LM, Episode 341, Happy Birthday Amelia
When my niece, Amelia, was in high school, on the first day of class, one of her teachers was taking roll. “Amelia Rader, Rader? Rader? I just read a book by a Kent Rader, is he related to you?”
Never wanting to be the center of attention, Amelia responds, “I THINK I have an uncle named Kent.”
Amelia is the perfect amalgamation of the best qualities of her parents. She is sweet and thoughtful with a wicked sense of humor and a love for reading like her mom. And from her dad, my brother, she got red hair.

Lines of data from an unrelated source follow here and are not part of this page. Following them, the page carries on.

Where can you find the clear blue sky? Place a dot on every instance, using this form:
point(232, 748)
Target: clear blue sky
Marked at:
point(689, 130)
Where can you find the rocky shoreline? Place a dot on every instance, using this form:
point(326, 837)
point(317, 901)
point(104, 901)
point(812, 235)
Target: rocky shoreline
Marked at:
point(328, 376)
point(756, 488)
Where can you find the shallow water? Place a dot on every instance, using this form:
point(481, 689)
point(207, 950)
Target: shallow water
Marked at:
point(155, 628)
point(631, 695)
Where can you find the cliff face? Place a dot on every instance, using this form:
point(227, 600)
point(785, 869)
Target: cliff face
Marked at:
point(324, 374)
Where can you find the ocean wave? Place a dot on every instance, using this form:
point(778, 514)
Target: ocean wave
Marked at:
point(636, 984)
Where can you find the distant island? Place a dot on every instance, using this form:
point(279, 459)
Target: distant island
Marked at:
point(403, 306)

Today is Amelia’s birthday and I wish her many more. If you would like a free copy of my stress reduction book title Let It Go, Just Let It Go that Amelia’s teacher read, please send me an email with your postal mailing address to firstname.lastname@example.org. Have a great weekend and like Ameila, always remember laughter matters.
LM, Episode 340, 10/22/20, Flaming Globes of Sigmund
Our son, Keith, is a Seinfeld show junkie and no matter what situation arises, he can relate it to a Seinfeld episode.

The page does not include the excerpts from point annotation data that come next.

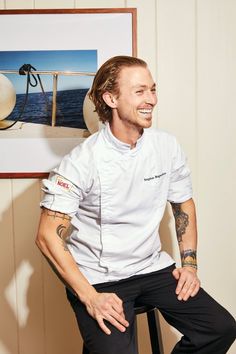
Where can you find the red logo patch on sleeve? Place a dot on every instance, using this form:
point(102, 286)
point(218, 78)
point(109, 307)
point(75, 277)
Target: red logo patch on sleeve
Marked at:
point(63, 183)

One of my favorite Seinfeld episodes has Jerry waking up in the middle of the night, laughing. He writes something on a piece of paper and returns to his slumber, then spends the rest of the episode trying to figure out what he wrote. Finally, he figures out it says, “Flaming globes of Sigmund.” He’s so happy, then says, “That’s not funny.
A couple of times a month I will wake up to write something from a dream that I think is funny. We call these Flaming globes of Sigmund.
Last month I wrote one that I thought was hilarious. It says, “Apparently I should listen better,” and I put an e at the end of better. I shared it with my friend, Mark Fels and he said, “Putting an e at the end of a word is a way of classing it up, like Briarcliffe.”
If anyone’s writing could use some classing up, it’s mine, but I don’t think putting an e on better will do it.
This Flaming globes of Sigmund has been sitting on my desk for nearly a month and for the life of me I can’t figure out what I thought was so funny about it. I showed it to Twyla yesterday and she says, “I don’t know why you thought it was funny, but I like the direction you’re going with this one.”
Apparently it was a set up for Twyla. Always remember laughter matters.
LM, Episode 339, 10/21/20, I’m A Momma’s Boy
Like many performers, off stage I am shy. Meeting people one on one is difficult for me to this day.
When I was a kid, I wouldn’t stay at a birthday party or Sunday School unless Mom stayed with me, prompting my brother, Michael, and uncles to call me Momma’s Boy.
Mom just knew when I went to kindergarten, she’d have to go with me, but, on the first day of school, I jumped out of the car, said goodbye, and ran into the school. She cried all the way home.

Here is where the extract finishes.